The trio play Five Finger Discount – a triumphantly percolating salute to the joy of thievery – with a shuffling 5/4 beat. Then they hit a lithe, brisk pulse in Pleasure Seekers, a California Highway 1 tableau. The George Benson that Bernard alludes to here is the young, hungry, edgy version; Edwards mists up the car windows with his solo.
With the fond, gospel-tinged, panoramic ballad Stone Valley, Bernard sends a shout-out to his dad, who built the family home in what was then very rural California. The guitarist calls Trilobite a ” mood piece for a rainy carnival day.” which nails the contrast between the jaunty Brazilian beat and the moody, resonant changes.
The lone cover here is a Monk tune, Boo Boo’s Birthday, Bernard giving the melody line some extra bite, Yahel having fun shifting the rhythm over Edwards’ practically defiant forward drive. Likewise, there’s a hard swing to Mazurka Tree, distantly inspired by Chopin, whose Slavic dances Bernard would play on piano in his younger days.
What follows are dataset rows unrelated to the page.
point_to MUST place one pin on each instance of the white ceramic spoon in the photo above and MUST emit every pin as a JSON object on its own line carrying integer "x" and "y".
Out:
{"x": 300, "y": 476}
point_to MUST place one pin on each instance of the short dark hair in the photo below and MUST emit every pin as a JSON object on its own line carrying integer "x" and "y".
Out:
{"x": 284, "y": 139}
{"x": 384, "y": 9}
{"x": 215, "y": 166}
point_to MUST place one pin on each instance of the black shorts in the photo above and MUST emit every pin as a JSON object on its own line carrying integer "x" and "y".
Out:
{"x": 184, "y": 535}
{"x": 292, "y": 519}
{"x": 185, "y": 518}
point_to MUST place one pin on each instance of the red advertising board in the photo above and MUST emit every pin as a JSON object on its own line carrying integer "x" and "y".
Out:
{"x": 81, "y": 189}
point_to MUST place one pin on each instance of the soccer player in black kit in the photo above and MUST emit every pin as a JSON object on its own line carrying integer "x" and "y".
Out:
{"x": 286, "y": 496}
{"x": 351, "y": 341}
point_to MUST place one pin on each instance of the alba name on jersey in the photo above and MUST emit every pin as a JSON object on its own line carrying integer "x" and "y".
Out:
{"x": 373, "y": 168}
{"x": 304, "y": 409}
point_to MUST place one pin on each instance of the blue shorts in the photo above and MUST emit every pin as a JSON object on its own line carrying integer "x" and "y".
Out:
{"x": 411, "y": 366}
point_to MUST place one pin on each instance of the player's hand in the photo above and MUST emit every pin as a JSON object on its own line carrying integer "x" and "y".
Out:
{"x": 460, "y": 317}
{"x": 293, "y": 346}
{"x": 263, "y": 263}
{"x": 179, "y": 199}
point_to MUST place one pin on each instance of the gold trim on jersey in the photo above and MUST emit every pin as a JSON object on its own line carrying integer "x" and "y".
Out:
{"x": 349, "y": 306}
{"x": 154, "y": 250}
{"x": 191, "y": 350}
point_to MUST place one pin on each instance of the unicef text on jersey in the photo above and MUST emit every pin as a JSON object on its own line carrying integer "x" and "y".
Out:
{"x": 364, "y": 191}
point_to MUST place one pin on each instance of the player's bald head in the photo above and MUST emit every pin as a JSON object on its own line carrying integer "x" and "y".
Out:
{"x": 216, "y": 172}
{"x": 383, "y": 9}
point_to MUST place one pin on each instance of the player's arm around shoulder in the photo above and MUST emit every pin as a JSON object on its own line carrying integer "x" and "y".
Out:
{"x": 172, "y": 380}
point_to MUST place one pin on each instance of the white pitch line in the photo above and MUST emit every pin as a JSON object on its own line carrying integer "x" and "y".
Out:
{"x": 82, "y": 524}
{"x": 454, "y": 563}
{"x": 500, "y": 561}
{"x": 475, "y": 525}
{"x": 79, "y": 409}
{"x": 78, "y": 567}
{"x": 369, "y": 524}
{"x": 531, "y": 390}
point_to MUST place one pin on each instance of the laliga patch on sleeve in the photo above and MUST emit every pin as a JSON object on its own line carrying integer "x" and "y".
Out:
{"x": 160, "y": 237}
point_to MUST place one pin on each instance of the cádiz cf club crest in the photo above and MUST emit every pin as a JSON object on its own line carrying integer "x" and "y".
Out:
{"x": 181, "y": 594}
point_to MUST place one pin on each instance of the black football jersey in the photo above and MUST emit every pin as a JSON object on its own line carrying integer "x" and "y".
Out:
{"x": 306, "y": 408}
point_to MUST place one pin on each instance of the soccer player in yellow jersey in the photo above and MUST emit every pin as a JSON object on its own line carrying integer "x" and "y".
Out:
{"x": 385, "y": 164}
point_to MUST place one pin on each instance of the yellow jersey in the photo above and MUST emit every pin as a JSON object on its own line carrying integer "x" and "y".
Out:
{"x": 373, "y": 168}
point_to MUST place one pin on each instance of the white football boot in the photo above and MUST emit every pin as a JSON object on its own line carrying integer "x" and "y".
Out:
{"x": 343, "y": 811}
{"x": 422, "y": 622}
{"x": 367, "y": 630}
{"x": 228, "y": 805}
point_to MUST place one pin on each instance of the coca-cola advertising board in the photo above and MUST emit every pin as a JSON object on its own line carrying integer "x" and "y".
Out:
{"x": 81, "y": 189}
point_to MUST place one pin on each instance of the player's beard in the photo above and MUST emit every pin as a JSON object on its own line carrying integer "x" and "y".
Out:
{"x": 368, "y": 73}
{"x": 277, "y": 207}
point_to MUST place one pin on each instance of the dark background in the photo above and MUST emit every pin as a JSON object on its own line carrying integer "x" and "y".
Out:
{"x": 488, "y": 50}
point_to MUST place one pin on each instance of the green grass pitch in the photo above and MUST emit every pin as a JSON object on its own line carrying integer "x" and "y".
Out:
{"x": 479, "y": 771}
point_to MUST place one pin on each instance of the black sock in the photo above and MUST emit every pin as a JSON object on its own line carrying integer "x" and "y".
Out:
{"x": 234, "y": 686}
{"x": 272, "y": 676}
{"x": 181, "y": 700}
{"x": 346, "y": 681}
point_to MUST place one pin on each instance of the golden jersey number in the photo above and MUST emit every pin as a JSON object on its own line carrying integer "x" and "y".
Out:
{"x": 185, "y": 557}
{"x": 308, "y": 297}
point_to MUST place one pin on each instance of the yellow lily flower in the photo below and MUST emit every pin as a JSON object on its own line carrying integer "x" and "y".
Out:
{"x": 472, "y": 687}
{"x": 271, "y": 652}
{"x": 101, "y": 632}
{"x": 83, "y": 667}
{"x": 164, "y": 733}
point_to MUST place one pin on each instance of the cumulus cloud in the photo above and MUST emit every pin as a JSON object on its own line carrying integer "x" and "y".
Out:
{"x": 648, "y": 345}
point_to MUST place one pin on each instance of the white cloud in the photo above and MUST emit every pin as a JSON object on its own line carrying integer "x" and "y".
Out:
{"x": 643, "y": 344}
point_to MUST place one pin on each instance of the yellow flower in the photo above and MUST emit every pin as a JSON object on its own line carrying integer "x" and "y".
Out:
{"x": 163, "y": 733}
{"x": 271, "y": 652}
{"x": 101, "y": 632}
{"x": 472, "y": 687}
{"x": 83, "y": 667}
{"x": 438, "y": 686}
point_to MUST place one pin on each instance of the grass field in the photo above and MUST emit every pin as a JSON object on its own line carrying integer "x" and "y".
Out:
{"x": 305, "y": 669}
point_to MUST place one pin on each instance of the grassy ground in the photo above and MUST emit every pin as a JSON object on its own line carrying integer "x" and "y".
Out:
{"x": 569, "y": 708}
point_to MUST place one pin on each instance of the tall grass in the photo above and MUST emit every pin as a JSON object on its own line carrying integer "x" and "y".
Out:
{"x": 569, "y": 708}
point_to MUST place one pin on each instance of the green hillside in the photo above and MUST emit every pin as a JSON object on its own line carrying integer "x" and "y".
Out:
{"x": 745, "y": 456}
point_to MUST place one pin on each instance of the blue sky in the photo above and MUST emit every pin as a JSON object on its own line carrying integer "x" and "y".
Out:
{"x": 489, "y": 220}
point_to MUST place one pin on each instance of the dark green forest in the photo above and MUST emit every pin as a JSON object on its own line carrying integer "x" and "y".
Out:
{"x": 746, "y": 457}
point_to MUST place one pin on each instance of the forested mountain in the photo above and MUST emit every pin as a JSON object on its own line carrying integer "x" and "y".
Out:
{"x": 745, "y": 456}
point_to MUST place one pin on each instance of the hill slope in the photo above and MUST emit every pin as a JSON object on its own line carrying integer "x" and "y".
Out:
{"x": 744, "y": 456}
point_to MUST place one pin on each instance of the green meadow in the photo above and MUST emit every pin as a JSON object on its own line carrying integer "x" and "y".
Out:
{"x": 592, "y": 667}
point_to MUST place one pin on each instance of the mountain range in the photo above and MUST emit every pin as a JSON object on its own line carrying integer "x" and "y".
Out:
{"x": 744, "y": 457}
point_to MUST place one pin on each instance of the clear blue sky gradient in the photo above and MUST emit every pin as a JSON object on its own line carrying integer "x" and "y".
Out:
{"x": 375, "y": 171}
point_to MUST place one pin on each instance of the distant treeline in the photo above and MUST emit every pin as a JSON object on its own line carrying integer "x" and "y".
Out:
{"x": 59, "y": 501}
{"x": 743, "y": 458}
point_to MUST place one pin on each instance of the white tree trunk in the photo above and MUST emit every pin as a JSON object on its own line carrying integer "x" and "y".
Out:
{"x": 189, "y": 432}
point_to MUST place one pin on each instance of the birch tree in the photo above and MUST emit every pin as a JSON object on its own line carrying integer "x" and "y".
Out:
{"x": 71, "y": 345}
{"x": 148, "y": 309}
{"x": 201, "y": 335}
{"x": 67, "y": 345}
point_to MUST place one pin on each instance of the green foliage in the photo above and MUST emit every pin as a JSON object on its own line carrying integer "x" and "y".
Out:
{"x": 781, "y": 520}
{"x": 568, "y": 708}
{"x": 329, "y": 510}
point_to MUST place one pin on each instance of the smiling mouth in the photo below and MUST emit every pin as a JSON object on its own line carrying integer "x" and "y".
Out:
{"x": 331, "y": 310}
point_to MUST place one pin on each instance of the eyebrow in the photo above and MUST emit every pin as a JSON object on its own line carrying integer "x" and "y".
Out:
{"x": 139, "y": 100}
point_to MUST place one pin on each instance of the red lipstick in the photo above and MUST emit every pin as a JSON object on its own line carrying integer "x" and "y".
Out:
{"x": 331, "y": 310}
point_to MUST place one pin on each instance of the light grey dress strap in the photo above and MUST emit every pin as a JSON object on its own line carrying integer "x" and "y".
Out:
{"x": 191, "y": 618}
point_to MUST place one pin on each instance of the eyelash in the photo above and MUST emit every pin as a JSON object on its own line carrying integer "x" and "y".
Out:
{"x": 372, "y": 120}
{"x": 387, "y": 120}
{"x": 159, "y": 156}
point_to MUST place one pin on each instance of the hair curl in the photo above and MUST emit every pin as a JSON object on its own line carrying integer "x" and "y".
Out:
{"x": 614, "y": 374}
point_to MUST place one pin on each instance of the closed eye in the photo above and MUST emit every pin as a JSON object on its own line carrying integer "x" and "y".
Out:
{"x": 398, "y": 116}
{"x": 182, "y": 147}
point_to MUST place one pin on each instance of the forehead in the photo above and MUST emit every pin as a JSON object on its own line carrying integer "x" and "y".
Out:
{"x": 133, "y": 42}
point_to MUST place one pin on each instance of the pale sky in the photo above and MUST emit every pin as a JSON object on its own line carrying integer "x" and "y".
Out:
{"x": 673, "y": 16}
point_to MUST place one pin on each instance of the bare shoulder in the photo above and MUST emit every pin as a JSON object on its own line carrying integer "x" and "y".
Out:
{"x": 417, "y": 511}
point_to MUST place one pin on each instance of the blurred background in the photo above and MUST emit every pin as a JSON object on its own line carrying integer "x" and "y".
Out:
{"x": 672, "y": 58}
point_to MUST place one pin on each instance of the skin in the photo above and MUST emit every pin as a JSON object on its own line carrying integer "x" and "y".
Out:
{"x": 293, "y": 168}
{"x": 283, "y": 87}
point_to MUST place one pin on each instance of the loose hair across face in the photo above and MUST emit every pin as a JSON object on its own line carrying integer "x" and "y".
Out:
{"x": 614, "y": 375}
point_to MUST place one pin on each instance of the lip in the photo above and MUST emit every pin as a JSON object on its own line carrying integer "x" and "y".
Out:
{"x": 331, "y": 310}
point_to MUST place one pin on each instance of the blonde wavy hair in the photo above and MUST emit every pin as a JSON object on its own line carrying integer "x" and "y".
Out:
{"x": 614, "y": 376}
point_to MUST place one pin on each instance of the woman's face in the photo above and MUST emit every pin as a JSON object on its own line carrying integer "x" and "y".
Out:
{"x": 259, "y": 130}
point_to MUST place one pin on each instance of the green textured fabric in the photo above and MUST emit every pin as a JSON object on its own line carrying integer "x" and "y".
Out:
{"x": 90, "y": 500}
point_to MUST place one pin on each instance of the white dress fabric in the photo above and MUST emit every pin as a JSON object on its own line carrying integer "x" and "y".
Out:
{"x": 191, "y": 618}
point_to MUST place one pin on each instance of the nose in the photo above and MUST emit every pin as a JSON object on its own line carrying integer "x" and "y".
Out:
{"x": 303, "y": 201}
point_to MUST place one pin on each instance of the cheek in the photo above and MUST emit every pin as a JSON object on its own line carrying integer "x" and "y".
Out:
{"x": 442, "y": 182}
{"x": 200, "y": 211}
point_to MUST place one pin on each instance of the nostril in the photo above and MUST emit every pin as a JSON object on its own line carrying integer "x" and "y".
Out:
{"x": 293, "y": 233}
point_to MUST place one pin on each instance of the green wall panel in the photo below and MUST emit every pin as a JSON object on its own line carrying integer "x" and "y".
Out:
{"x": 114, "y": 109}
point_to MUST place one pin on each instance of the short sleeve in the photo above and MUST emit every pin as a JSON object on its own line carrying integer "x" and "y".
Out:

Edwards gets to volley and chew the scenery in Temescal, a lickety-split salute to Bernard’s old Bay Area stomping ground. Ironically for a party album, the most gripping track is the gorgeously drifting Right As Rain, awash in cumulo-nimbus organ and Bernard’s spare, sitar-like slide guitar. The group close the record with Wake Up Call. “This song doesn’t sound difficult but it requires a certain alertness to play it,” Bernard confides. Actually…yeah, the syncopation in this part-boogaloo, part brooding reggae-inflected tune is tricky, but the trio keep the slinky groove rolling close to the ground.